Monday, February 6, 2012

Batch Merging Many Scattered JPGs into Many Multipage PDFs - Streamlined

I was facing a task that I had undertaken before.  This presented an opportunity to revise and streamline the writeup that I had produced during that previous effort.

First, I had previously converted multiple JPGs to PDF, scattered among multiple folders, in some cases combining multiple JPGs into a single PDF.  The general approach taken there was to rename the JPGs to unique names, move them to a single folder, conduct my operations on them there, delete the JPGs, and move the new PDFs back to the folders where the JPGs had come from.

In a related effort, I had also previously converted MHTs to PDF.  Those were not multipage.  In that effort, I had taken the strategy of converting them in-place (i.e., without moving them to a single folder, transforming them there, and moving them back to the place of origin) and then deleting the MHTs.

Between these two strategies, I liked the former better.  Having all files in one folder made it easier to verify that my processes yielded the same number of output files as source files.  It was also easier to spot-check the output and make sure that the files looked like they should.

Now I wanted to clean up any remaining JPGs that should be converted and, in some cases, combined into PDFs.  Using techniques described in more detail in those previous posts, I ran a DIR to get a full list of JPGs.  I put that list into a spreadsheet, used a REVERSE function to identify paths, sorted the spreadsheet by path, and deleted those rows that contained images that I did not want to convert (e.g., photos).  This made it possible to reduce a starting set of thousands of JPGs into a list of a few hundred that actually needed to be converted.

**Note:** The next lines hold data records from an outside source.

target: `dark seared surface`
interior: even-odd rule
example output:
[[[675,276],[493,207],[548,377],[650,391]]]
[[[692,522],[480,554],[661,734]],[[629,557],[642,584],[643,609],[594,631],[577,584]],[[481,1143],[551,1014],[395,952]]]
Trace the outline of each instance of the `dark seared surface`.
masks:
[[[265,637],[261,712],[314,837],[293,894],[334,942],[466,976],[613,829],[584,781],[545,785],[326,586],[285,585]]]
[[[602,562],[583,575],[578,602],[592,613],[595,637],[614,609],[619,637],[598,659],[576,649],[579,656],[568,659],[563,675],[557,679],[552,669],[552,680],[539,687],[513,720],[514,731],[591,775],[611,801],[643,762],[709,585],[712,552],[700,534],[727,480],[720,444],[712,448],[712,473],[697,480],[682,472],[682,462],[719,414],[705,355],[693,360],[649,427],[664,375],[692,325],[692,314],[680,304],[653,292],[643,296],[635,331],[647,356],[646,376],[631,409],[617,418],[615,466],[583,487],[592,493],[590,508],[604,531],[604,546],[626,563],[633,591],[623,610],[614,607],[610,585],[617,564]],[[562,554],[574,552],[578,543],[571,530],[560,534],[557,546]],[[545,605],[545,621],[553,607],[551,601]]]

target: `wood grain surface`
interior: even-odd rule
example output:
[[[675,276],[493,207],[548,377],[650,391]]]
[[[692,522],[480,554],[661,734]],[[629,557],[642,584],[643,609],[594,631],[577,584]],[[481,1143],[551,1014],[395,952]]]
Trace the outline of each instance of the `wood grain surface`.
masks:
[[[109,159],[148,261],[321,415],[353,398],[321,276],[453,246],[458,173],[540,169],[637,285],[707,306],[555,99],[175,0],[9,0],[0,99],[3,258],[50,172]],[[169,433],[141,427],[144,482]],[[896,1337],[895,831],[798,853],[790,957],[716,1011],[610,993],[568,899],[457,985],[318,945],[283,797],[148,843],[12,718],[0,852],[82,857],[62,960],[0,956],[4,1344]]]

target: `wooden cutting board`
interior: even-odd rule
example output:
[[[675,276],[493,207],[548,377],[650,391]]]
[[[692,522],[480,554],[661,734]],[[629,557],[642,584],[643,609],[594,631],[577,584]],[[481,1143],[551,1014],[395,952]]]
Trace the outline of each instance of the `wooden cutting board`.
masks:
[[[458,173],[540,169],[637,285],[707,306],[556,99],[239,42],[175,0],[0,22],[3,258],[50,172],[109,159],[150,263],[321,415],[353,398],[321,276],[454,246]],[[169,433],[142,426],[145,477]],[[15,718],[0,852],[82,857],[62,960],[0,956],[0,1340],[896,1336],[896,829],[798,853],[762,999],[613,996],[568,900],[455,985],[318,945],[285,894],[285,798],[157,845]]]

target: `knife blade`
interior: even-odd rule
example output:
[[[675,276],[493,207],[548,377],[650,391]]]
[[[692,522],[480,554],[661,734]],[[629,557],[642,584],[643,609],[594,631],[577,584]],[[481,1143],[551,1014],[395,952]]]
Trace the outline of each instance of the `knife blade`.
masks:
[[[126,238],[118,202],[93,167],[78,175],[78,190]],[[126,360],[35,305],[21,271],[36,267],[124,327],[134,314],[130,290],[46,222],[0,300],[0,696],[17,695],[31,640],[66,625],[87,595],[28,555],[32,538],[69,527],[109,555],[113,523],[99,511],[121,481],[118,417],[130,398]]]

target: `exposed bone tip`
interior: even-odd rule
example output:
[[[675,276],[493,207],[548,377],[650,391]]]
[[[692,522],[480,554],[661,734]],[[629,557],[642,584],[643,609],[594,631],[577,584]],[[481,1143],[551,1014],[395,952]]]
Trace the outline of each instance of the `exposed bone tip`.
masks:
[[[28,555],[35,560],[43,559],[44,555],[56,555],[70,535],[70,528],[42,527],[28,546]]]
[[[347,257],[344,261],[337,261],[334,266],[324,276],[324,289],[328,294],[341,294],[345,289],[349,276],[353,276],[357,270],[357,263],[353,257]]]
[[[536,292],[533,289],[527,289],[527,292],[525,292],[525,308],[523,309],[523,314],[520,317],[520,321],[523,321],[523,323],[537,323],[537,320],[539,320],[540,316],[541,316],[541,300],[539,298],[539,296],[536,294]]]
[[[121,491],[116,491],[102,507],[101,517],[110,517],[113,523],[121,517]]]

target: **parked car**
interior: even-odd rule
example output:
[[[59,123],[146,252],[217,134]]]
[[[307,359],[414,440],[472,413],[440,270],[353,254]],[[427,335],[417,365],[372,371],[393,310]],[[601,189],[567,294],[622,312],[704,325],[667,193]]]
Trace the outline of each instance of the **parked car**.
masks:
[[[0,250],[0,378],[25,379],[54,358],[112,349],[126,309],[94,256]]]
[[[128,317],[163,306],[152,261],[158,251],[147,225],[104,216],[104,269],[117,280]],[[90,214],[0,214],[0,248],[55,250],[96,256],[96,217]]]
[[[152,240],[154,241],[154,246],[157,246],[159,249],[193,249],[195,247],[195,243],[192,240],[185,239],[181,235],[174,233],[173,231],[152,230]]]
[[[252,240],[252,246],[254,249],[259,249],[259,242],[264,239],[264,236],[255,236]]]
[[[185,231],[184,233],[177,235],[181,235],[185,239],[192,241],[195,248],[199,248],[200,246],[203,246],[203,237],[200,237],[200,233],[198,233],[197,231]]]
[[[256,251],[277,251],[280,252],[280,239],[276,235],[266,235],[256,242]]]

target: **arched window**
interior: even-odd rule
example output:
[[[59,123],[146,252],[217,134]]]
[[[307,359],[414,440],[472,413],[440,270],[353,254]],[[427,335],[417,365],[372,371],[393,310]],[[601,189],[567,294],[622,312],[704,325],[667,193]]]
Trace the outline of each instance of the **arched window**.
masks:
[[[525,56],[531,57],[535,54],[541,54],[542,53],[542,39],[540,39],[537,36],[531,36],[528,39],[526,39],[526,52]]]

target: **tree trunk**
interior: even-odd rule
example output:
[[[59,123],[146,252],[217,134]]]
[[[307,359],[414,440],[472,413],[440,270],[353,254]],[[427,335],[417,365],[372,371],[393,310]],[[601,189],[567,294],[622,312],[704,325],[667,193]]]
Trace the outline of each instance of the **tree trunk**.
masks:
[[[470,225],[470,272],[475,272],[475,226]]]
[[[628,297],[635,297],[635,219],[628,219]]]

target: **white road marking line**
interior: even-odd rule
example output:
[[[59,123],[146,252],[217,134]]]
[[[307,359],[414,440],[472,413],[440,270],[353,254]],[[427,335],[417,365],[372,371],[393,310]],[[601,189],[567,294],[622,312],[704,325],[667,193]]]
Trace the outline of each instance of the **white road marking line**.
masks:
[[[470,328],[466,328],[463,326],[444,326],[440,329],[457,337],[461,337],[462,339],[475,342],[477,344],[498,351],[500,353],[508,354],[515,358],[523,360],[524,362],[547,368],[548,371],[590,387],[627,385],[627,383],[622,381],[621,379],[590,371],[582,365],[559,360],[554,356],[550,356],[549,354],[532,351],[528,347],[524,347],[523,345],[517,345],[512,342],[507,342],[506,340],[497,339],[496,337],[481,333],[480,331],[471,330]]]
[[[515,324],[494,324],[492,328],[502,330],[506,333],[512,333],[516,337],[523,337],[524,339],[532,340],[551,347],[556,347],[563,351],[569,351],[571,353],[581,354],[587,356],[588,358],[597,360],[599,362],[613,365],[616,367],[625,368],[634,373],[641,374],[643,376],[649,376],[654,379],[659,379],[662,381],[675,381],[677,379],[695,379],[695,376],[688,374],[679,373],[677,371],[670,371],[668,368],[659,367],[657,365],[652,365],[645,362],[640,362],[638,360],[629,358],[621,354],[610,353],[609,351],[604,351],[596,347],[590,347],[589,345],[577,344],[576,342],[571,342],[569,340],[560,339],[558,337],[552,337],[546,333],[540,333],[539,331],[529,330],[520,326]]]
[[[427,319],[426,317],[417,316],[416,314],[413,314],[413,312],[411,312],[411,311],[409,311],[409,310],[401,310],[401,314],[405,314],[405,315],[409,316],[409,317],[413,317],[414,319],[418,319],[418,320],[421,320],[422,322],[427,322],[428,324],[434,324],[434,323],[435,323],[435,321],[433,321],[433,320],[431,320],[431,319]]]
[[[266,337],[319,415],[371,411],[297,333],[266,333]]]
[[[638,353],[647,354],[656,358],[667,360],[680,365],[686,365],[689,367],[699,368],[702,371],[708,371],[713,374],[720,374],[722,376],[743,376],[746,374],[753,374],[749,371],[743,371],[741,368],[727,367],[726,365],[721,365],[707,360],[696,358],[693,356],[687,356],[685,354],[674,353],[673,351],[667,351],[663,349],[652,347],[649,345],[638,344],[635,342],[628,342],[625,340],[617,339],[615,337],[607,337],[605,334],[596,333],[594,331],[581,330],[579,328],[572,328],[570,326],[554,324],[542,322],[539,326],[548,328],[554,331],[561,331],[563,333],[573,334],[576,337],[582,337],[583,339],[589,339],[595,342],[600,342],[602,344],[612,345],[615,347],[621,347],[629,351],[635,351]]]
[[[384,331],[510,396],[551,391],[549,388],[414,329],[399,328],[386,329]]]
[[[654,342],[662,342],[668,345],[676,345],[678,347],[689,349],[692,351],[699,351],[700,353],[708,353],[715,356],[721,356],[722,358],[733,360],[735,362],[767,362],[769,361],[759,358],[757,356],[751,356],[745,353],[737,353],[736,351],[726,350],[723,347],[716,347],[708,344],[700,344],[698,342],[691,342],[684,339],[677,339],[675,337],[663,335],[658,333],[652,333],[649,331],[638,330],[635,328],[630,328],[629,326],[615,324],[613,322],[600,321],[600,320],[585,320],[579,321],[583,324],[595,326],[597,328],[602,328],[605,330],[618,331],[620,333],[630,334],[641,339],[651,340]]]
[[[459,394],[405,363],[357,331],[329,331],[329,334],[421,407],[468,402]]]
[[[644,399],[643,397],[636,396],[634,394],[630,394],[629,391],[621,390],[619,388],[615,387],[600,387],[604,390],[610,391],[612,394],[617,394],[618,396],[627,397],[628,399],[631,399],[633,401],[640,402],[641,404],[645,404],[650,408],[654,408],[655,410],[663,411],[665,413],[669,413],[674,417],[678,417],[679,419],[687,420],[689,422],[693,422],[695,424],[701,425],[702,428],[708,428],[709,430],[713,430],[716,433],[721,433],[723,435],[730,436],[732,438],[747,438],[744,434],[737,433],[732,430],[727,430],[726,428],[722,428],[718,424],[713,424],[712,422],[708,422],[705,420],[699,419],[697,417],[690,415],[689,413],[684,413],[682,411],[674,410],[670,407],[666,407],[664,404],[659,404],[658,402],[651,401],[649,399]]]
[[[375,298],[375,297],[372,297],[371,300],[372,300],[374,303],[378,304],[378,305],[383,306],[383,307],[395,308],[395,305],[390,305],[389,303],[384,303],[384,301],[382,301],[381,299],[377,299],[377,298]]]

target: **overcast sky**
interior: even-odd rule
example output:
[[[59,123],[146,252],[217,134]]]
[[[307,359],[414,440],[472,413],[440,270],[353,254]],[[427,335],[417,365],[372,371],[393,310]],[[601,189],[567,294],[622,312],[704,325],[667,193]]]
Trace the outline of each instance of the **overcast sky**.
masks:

Using my spreadsheet, I cooked up REN commands to run in a batch file.  This produced unique filenames, as described previously, so that I could use MOVE commands (or cut and paste them from a file finder) to pool them all into a single folder without fear of overwriting.  Of course, I needed to keep the spreadsheet, so that I would know what the original names and locations were, so that I could write MOVE commands to put the resulting PDFs back in the source folders.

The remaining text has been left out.